Automation by the Numbers
The Environmental Protection Agency (EPA) will set new nationwide emission standards for makers of polyvinyl chloride (plastic PVC) under a settlement with environmental groups announced last month. The Associated Press reported the EPA has agreed to set emission standards by 29 July 2011 for PVC manufacturers as part of a settlement with three environmental groups that sued EPA last year for failing to impose emission standards on PVC manufacturers in Louisiana. There are about 24 plants across the U.S. that make PVC, which is used in a variety of products, including wire insulation, building materials, and medicine containers.

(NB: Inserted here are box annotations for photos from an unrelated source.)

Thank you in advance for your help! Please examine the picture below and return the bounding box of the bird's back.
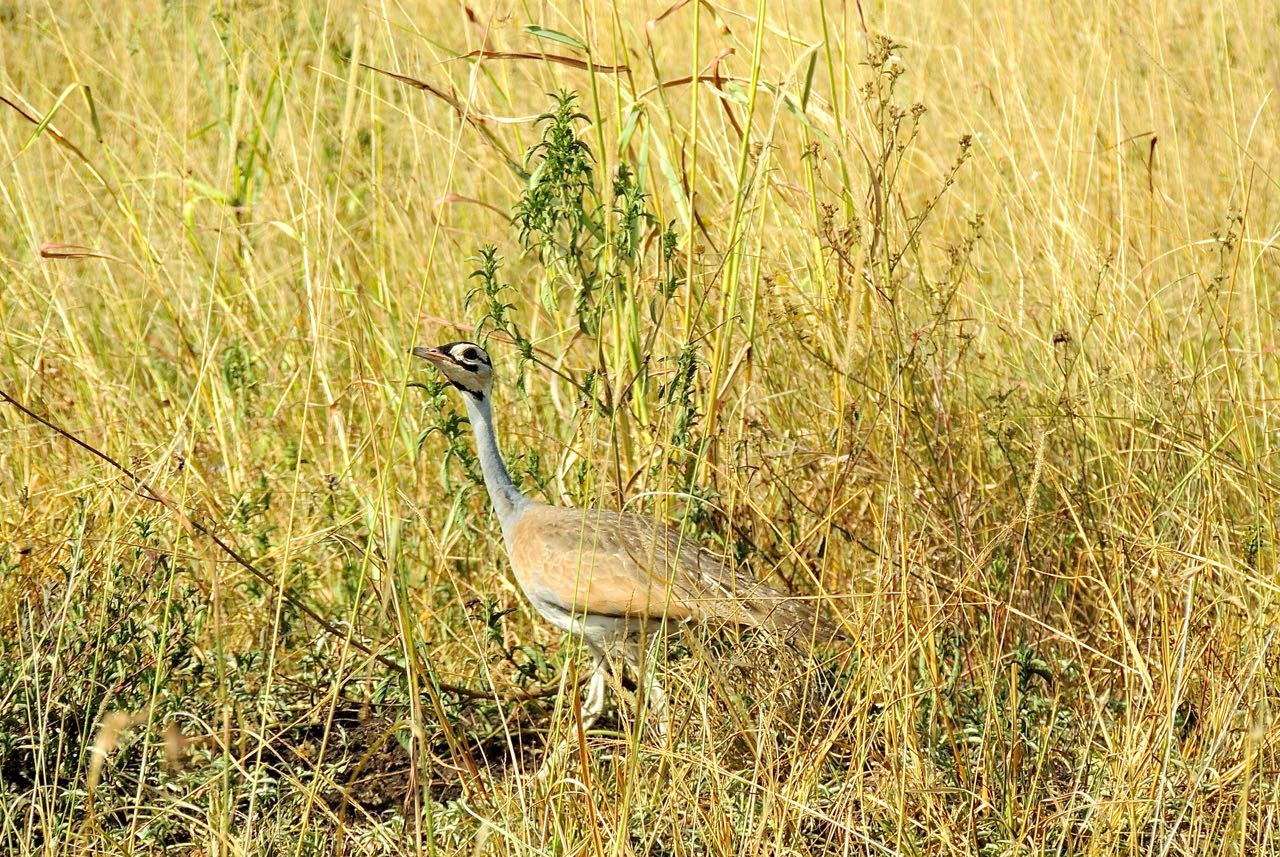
[507,504,829,636]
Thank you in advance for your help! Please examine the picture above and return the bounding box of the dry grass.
[0,0,1280,857]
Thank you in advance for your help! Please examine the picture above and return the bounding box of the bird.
[412,340,842,732]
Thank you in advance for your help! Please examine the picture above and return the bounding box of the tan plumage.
[507,504,829,636]
[413,342,835,736]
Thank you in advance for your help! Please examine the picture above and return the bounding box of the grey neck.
[462,390,531,537]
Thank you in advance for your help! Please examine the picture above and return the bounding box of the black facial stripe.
[440,340,493,367]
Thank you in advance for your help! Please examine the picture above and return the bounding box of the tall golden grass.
[0,0,1280,857]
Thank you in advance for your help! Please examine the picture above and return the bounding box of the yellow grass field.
[0,0,1280,857]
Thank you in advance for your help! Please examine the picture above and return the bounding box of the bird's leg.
[632,632,671,738]
[535,646,609,780]
[582,647,609,732]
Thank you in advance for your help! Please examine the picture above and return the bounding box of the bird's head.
[413,342,493,402]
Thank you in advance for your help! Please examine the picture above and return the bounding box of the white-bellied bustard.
[413,342,833,727]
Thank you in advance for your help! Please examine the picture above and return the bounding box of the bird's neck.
[462,393,530,535]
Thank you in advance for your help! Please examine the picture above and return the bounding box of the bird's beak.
[411,345,453,365]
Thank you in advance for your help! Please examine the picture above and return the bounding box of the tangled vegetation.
[0,0,1280,857]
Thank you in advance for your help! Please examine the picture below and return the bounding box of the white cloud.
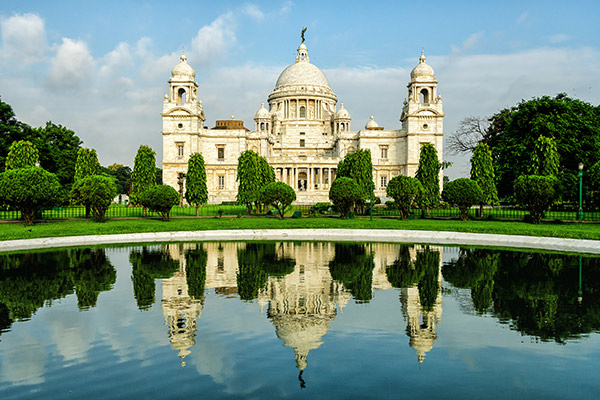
[0,14,46,64]
[192,13,236,64]
[46,38,94,91]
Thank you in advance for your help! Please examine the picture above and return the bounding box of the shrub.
[259,182,296,218]
[514,175,558,224]
[385,175,423,219]
[141,185,179,221]
[0,167,61,225]
[329,177,365,218]
[71,175,117,222]
[442,178,484,221]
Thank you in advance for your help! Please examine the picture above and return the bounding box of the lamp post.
[577,163,583,221]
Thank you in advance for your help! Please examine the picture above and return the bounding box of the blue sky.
[0,0,600,179]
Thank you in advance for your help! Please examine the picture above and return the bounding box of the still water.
[0,242,600,399]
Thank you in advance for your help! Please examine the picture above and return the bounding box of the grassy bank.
[0,217,600,240]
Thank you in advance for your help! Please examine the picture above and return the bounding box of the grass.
[0,217,600,240]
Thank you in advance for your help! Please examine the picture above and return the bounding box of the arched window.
[177,88,187,105]
[420,89,429,103]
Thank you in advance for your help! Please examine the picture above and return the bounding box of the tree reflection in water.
[443,249,600,343]
[329,243,373,303]
[0,249,117,329]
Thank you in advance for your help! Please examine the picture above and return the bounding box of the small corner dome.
[335,103,350,119]
[171,52,196,80]
[365,115,379,129]
[254,103,271,119]
[410,52,435,81]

China’s manufacturing sector expanded for the eighth straight month in October and at its fastest pace in 18 months, according to the results of an industry survey released in November, adding to signs that the economy continues to recover. The China Federation of Logistics and Purchasing said its purchasing managers’ index climbed to 55.2 in October from 54.3 in September. The PMI has been above the boom-bust line of 50, which indicates the companies in the survey are reporting growth from the previous month—since March.
Local Motors is gearing up to produce its first vehicle, the Rally Fighter—an industry-first vehicle that utilizes micro-factory retailing. Interested buyers pay $99 for a place in line to purchase it. The company is based on a “micro-factories” idea, where buyers can watch and even participate in making their car. Local Motors made its official debut in March 2008, with a web site that calls for designers to submit sketches of their dream cars. When production starts on the Rally Fighter in June 2010, buyers will be invited to the company’s headquarters in Wareham, Mass., to help build the car. The eventual price tag? $50,000.
Researchers at Stanford University and Hanyang University in Ansan, Korea, have shown silicon nanotube electrodes can store 10 times more charge than conventional graphite electrodes used in lithium-ion batteries, which could help electric vehicles run longer between charges. Researchers are developing the nanotube electrodes in collaboration with LG Chem, a Korean company that makes lithium-ion batteries, including those used in the Chevy Volt. The new battery electrodes are anodes and can store more energy because they absorb much more lithium when the battery is charged.